But matters not, because when this hybrid of cultures come together it’s a dream match of awkward nerds and mental students who care more about where they're getting their next key from rather than their degree. Exclusively playing disco and house music in Briz, everyone’s a bit off it and wearing the glitter and flares to match. If you’re not in a fleece or dirty Air Max, you’ll feel a little left out.
Day 26: Norwich
Being in the arse-end of nowhere, expectations for a BNO in Norwich were sub-par. Known for little more than Alan Partridge and being a boring flat landscape, surprisingly Norwich pulled it out the bag as being an underdog of a proper British night out. Everyone’s got a slight screw loose – I mean you would have to to genuinely want to study in Norfolk – and dresses slightly strangely, but somehow you wake up with a steaming hangover which could slay a walrus.
Day 27: Exeter
Timepiece – need I say more? It is full at 9.30pm, when most normal clubs aren’t even open yet. Everyone’s sinking VK and singing 'Swing Low Sweet Chariot' in the smoking area like the posh Tory English folk they all are.

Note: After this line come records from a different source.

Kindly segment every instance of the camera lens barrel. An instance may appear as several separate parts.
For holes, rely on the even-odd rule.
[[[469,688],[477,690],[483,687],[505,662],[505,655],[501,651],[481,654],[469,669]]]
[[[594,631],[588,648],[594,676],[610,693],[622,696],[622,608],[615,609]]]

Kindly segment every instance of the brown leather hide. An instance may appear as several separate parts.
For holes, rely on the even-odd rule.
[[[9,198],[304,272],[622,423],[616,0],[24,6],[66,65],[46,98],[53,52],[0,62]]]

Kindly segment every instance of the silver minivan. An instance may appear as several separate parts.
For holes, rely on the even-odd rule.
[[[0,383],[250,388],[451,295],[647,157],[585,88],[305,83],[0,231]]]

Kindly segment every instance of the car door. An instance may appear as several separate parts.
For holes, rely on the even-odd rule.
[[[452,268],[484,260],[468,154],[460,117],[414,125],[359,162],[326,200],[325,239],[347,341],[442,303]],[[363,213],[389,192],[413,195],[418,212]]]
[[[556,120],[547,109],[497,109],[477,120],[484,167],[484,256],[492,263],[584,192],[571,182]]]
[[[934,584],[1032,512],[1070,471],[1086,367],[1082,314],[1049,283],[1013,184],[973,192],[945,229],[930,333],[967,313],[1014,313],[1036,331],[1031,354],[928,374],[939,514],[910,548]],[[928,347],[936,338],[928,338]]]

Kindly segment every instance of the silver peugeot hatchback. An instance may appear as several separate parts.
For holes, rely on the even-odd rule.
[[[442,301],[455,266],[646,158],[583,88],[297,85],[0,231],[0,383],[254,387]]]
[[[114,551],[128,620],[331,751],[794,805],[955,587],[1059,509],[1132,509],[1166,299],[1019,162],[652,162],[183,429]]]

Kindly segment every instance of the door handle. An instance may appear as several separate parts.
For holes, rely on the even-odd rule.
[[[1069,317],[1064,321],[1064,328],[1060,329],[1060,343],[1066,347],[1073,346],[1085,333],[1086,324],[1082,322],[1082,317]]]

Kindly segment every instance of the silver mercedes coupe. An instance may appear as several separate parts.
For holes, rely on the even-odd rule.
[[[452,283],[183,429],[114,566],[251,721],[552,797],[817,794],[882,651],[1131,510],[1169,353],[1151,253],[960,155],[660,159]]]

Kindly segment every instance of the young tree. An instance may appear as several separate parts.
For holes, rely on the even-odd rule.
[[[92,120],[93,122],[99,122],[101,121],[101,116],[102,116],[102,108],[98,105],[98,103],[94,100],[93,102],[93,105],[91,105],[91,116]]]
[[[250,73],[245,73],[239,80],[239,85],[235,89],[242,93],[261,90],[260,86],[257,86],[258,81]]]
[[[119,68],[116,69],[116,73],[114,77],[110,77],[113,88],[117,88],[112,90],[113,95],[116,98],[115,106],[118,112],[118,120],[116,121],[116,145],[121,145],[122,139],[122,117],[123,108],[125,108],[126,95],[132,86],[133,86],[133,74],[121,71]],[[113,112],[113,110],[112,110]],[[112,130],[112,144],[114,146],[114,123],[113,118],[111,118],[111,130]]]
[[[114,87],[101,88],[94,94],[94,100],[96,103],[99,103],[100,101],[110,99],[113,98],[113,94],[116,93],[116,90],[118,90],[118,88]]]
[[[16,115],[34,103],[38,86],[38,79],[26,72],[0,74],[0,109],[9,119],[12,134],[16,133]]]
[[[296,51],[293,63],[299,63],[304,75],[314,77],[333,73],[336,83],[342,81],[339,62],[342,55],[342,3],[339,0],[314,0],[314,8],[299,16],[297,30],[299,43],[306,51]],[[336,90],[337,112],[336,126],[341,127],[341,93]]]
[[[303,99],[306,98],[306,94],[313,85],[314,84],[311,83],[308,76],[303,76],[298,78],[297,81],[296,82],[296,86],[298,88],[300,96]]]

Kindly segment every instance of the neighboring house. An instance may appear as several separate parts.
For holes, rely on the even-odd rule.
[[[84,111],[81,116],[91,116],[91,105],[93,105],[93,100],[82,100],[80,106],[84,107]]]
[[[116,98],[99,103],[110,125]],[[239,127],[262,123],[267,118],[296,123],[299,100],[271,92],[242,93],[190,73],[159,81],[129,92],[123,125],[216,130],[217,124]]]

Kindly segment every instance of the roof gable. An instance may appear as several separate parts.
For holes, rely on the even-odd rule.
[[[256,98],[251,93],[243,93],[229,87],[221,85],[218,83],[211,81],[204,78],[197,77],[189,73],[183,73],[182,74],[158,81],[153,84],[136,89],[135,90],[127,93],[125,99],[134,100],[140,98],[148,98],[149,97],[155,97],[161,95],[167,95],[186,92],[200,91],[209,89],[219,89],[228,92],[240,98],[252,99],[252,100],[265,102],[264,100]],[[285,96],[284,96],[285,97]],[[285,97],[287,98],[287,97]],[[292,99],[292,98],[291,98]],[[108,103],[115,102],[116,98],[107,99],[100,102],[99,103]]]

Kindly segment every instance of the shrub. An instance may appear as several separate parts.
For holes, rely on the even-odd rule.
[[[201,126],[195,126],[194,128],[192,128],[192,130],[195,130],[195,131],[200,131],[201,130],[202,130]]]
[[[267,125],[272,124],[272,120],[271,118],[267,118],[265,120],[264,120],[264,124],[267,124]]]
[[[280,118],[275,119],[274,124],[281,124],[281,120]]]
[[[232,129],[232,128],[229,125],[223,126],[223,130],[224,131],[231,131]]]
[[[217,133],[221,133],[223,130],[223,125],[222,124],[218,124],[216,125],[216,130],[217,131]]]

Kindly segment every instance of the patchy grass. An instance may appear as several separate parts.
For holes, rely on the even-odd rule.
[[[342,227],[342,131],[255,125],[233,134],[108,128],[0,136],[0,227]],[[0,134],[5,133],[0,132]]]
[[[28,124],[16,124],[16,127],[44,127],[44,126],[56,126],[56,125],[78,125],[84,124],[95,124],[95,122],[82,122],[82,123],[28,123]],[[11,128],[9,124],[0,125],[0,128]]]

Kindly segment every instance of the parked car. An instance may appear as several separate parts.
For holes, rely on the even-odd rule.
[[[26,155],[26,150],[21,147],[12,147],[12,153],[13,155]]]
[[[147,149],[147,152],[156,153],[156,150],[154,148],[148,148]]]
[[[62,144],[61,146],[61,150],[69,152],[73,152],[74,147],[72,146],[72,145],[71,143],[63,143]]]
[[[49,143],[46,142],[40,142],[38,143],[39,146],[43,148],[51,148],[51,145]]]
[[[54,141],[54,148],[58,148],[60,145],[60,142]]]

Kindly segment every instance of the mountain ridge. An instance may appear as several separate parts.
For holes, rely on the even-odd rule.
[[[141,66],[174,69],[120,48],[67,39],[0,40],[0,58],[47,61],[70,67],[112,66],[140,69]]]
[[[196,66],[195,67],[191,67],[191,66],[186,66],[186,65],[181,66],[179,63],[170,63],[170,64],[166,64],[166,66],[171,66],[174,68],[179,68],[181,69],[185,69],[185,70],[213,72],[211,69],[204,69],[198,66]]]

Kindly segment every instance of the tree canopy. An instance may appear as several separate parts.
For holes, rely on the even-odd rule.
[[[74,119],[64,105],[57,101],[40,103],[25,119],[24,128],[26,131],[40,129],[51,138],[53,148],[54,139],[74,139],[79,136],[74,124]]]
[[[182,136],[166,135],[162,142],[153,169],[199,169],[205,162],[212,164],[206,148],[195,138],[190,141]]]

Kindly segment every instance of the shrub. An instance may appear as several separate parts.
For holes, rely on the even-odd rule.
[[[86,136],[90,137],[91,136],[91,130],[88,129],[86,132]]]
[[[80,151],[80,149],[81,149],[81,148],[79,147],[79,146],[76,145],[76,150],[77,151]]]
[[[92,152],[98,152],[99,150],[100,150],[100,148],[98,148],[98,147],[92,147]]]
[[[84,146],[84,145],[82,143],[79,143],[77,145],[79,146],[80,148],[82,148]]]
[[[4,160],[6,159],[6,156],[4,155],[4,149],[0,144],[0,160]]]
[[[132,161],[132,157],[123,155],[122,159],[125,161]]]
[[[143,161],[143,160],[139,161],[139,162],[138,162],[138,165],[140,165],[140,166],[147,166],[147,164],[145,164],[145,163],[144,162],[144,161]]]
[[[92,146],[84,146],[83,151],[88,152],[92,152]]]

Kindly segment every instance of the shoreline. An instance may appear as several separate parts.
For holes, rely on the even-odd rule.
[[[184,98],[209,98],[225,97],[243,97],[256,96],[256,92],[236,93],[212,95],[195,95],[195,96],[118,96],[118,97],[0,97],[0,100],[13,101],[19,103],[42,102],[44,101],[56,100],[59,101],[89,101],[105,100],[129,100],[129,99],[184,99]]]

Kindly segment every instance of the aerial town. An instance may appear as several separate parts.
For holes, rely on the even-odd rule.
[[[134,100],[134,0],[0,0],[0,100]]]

Most are in some form of costume, a few are even in their sports kit from their match that day. Hygiene leaves little to be desired. With three floors of all-nightlong bangers, and the best smoking area I’ve ever seen, this is not a night to be missed.
Day 29: Manchester
A night out in Manchester's student area, Fallowfield, consisted of: going to a bar called Squirrels for pints under £2, a place called Cubo for a proper boogie, then travelling from house party to house party. No one wants to stop the fun. Ever.
There’s always another party to be going to, another balloon, another key. People basically only give up and go home when they’ve run out of coke, and this can often be once the sun is very much up.
Day 30: Oxford Brookes
If it’s a bread and butter #unaaaay night out you’re looking for, go no further north than junction 8 on the M40, as an Oxford Brookes night out – not to be confused with a Uni of night out – ticks all the boxes. Chanting, people being fingered on the dancefloor, projectile vomiting and VK are all present here. Bonus points for also having the most impressive smoking area at Bridge nightclub.
Day 32: Falmouth
"Falmouth is so boring", they said. "You’ll never have a good night out in Cornwall", they said. Well you know what? They were wrong. Falmouth is fucking classic. The one club in the town wasn’t actually open when I was there, but who needs that when you can head to a place called Games Room for some ping pong and then another bar called Toast after! Toast was the best bar I’ve ever been to, mainly for all the ABBA and meeting a bartended who is Judy Murray’s doppelganger.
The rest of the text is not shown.